В ней я живу теперь тихо, покойно, дышу свободно; а отдыхаю, сколько угодно; ем хорошо, обед готовят хороший, сплю довольно; и это так меня успокоило, что здоровье мое стало лучше. Я бросил все сплетни и даже нарочно ездил к моей доброй сестре и к двум другим с извинением, и просил прощения в нанесенном мною им, может быть, оскорблении. Помирился, просил их, чтоб и они меня не беспокоили и не сердили. Бог с ними! Им как ни жить — все равно, они здоровы; да им даже моя сплетня дала жизнь, движение. — Да мне-то что из этого? Мне надо думать о себе, и о здоровье, а всякое огорчение меня расстраивает.
Итак теперь, милый мой Виссарион Григорьевич, я живу, слава Богу, хорошо пока. Горе упало с плеч. Черное время пережил; силы моей жизни и в самые горькие убийственные минуты поддерживали меня, и я еще живу и пишу к вам, и силы мои лучшают, — не говорю: духовные, их еще нет, но я рад пока и физическим. они мне необходимы. С отцом редко вижусь, дел он мне не наваливает. Оскорблять — пока не оскорбляет. Необходимое, кроме денег, дают, но я рад уж и последнему. Вот почему я так долго к вам не писал. Теперь у меня все положено ждать весны. Пост своею ростепелью страшить; однако лекарь мой говорил, чтобы я за себя не боялся. Болезнь продолжится, но за жизнь он ручается, и я ему вполне верю. Конечно, о себе, о болезни и делах семейных я сказал вам все. Мир им.

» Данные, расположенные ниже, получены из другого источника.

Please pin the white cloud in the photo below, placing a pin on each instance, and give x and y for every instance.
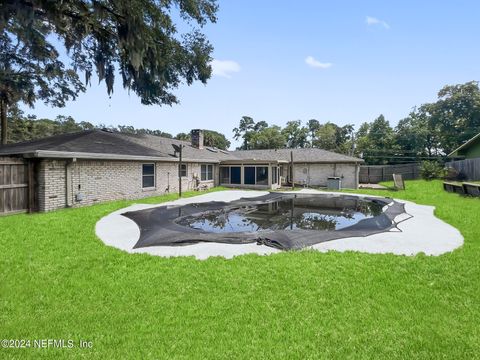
(224, 68)
(370, 20)
(311, 61)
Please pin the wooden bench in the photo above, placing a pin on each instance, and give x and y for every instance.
(453, 187)
(471, 189)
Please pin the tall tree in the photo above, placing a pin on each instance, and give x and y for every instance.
(313, 126)
(456, 113)
(30, 70)
(268, 138)
(244, 131)
(137, 38)
(215, 139)
(376, 141)
(295, 134)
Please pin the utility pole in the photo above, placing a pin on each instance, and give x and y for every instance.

Мое последнее письмо, как я и думал, вас уж в Питере не застанет. Эту пору вы были в Москве, и я думал, оно к вам не дойдет; но вчера, получивши второй номер «Записок», увидел «Поминки» и успокоился: значить, вы его получили. «Демон» Лермонтова переписан и готов, и я бы его уж послал, да в первом номере увидал, что его не напечатают, и потому теперь не пошлю, — он вам не нужен.

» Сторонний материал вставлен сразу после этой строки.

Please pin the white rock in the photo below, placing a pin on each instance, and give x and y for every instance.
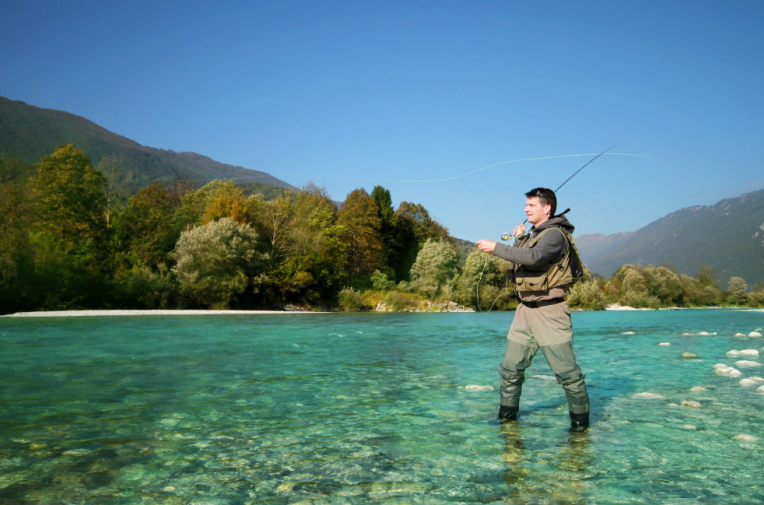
(474, 387)
(728, 370)
(648, 396)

Журнал ваш «Отечественные Записки» ужасно поздно у нас получается, после всех журналов: 1 No получен 2-го февраля, 2 No — 25 февраля. В Курске же 1-й получен десятью днями раньше. Меня ужасно опечалило, когда я услышал, что губернатор получил от внутреннего министра номера на «Отечественные Записки» и раздает через думу. Это значит, что подписка была пустая и Андрей Александрович прибег к этой мере по необходимости. Плохо. Издавай у нас после этого хорошие, умные журналы! Не знаю, как в других местах, ау нас большая часть голосов в пользу «Записок». А другие побранивают: они не по их мозгу. «Библиотеку» все бранят, но ее кредит так утвердился, что бранят, бранят, а все-таки выписывают. Они не хотят прямо сознаться в своем тупоумии, а внутри всякой идиот чувствует, что «Библиотека» ему по плечу, а с «Записками» горе: их надо читать с толком. «Библиотеку» можно читать без толку. А о других журналах у нас почти не говорят, их как будто нет на свете.

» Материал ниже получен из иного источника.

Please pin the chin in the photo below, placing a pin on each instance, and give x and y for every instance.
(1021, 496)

Первый номер «Записок» чрезвычайно хорош, все отделы полны интересом. «Актеона», повесть Панаева, весьма хороша, и ее все читают и хвалят, кроме помещиков, особенно молодых; тем она не по нутру. Жаль, кой-где в ней Иван Иванович хочет смешить и силою натягивает комизм. Его у него нет, а у него очень много светской, тонкой, язвительной иронии. Эта сторона ему далась — и недавно; важное приобретение, владеть иронией — великое дело. Ольга Павловна у него тоже натура новая, удивительная натура и поставлена художественно — в эти мерзкие характеры, между низкими подлыми душонками. Она погибла между ними без воплей, без страданий, но за то какие задушены внутри ее души вопли и страдания, и как они громко раздаются в каждом чувствующем человеке, и какая к ней возбуждается в душе любовь и сожаление, и как готов торжественно проклясть ее палачей и губителей!